Some say the local problems are far more serious, namely a plague of maladies ranging from hair loss to cancer, which they attribute to pesticide use on the area’s farms. Persistent complaints of health problems have fueled a decade-old dispute over the local environment.


Standing in a field outside town, resident George Rauh said pesticides dumped onto farm fields west of town blow into Lompoc. The 52-year-old unemployed schoolteacher, who said he got bronchitis after moving here, believes officials are in denial about the pesticides.

“Lompoc doesn’t have an image problem, it’s got a reality problem,” he said.

A study this year by the state Department of Pesticide Regulation failed to pinpoint the cause of local respiratory illnesses, concluding that pesticide concentrations found here were “well below the level of health concern.”

But a study released the previous year by the state Office of Environmental Health Hazard Assessment identified 69% more bronchitis cases, 58% more asthma cases and 37% more lung cancer cases than in neighboring cities and counties.

City officials say local farmers use no more pesticides than other agricultural communities. State environmental officials say more research is planned.

This month, in hopes of ending all the negative talk, officials began a Lompoc promotional campaign. For $31,000, they have hired a public relations agency to put a new spin on their town and hopefully attract new business dollars.

Councilwoman Janice Keller said that each day some 7,000 locals leave Lompoc for jobs in nearby Santa Maria and Santa Barbara. Reversing that trend is crucial, she said.


“We’re tired of being a bedroom community,” she said. “Our goal is to be a self-sustaining place.”

Lompoc officials recently met with 30 influential residents to consider ways to bring new money and positive PR to their town.

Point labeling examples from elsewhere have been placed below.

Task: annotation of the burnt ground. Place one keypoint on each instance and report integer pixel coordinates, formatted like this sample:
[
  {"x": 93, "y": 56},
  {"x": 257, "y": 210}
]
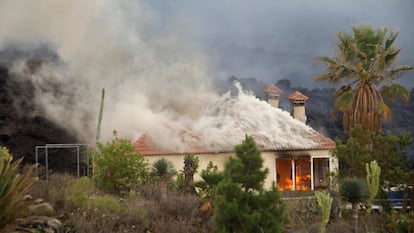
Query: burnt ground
[{"x": 21, "y": 130}]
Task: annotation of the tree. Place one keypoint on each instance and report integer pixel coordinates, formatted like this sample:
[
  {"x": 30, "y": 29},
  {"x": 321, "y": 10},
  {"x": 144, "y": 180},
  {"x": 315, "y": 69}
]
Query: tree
[
  {"x": 163, "y": 170},
  {"x": 373, "y": 181},
  {"x": 365, "y": 66},
  {"x": 354, "y": 191},
  {"x": 117, "y": 167},
  {"x": 241, "y": 203}
]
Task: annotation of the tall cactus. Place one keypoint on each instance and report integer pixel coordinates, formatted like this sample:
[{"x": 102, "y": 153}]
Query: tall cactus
[
  {"x": 98, "y": 129},
  {"x": 324, "y": 200},
  {"x": 373, "y": 179}
]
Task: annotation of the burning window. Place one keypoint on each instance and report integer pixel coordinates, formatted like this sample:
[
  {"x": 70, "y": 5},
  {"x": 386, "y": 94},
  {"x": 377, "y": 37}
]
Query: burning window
[
  {"x": 284, "y": 173},
  {"x": 321, "y": 173},
  {"x": 301, "y": 171},
  {"x": 303, "y": 174}
]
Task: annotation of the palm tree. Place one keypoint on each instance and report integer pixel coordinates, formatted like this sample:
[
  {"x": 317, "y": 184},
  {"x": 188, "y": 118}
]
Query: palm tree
[
  {"x": 354, "y": 191},
  {"x": 163, "y": 170},
  {"x": 365, "y": 67}
]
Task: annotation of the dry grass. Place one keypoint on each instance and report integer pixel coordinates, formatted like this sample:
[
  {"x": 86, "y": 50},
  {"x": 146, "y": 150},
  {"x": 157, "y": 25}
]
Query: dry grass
[
  {"x": 145, "y": 211},
  {"x": 142, "y": 210}
]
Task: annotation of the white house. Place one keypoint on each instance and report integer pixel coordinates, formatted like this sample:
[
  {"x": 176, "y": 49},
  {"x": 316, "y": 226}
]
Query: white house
[{"x": 292, "y": 166}]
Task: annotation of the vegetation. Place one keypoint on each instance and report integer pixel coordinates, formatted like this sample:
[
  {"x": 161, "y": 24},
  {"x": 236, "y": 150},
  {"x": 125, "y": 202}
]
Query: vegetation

“We’ve all known for a long time that Lompoc suffers from an image problem,” DeWees told the group in a letter. “But it hurts me to think that a good portion of the bad-mouthing that goes on comes from our own citizens--people who live and work here.”

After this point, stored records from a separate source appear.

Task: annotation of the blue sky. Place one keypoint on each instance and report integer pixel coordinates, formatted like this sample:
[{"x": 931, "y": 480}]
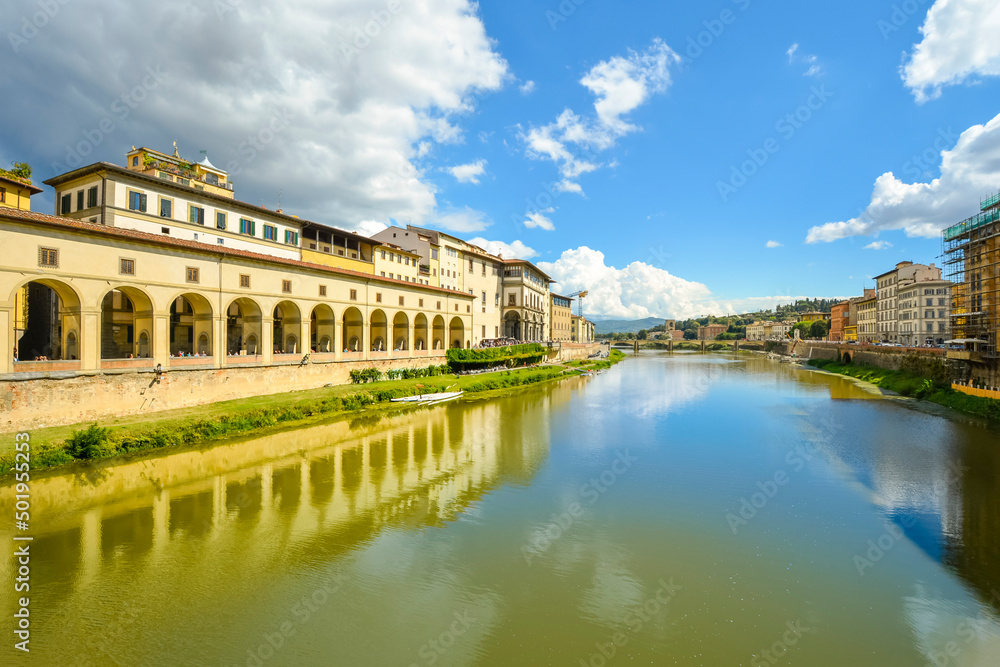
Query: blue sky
[{"x": 648, "y": 151}]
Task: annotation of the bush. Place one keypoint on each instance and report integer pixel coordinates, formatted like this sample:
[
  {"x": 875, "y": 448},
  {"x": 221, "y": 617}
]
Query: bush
[{"x": 89, "y": 444}]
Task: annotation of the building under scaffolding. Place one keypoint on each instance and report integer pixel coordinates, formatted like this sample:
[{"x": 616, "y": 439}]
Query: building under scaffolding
[{"x": 972, "y": 263}]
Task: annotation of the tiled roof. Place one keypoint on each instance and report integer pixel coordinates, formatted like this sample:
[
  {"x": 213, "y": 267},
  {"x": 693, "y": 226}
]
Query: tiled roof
[{"x": 90, "y": 227}]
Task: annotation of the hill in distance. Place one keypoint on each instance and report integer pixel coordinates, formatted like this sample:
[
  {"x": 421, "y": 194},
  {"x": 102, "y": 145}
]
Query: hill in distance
[{"x": 626, "y": 326}]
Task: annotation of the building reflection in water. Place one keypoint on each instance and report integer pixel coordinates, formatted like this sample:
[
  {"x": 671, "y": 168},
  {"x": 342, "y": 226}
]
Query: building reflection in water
[{"x": 309, "y": 495}]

Officials are trying to persuade local merchants to be more flexible and stay open later to serve commuters who arrive back in town late in the day. She said officials are drafting a plan that will help them look to Los Angeles and other urban areas in hopes of luring businesses from dirty, gridlocked, crime-ridden cities to the relative calm of the Central Coast.

“We’re looking for companies that are having problems in big places like Los Angeles,” she said. “We want to go down there and drag them up here.”

Lompoc has lots of selling points, said DeWees, from the elegance of the surrounding flower fields to the 50 murals painted by local artists, including one celebrating that rascal Fields.


And the town’s location along Highway 1, far from the hurly-burly of U.S. 101, creates a peaceful, slow-paced atmosphere that’s an attraction for families tired of big-city life.

This isn’t the first time Lompoc has grappled with its image. In 1987, the town even sponsored a W.C. Fields film festival, but the event was never repeated.

Recently, a public relations firm released two Lompoc promotional posters. One shows several surfers and the words, “Our Style of Board Meetings.” The other shows two women in a sea of flowers. “We’re Outstanding in Our Field,” it reads.

Some locals say posters and happy talk aren’t enough. They poke fun at officials who stretch the town’s population to 42,000, a figure that includes the 6,000 inmates housed at local prisons.

“Those jailbirds don’t have a choice over living in Lompoc,” said one resident. “If they did, they wouldn’t be here, either.”

And, as in many small towns, young people complain there’s nothing to do in Lompoc. “My teenage son says he will seriously die of boredom here,” said Raven Stevens.


Officials counter that there are miles of beach, there are local theater productions, there are video arcades.

Onetime Lompoc mayor and former Police Chief J.D. Smith dismissed such complaints. “I’m retired and I didn’t have to stay in Lompoc; but I did,” he said. “I love this place. I love the people here. They’re down to earth, more so than you’ll find in any big city.”

And they keep searching for a new local attitude--one that has nothing to do with W.C. Fields.

As one resident put it: “W.C. Fields said mean things about everybody.”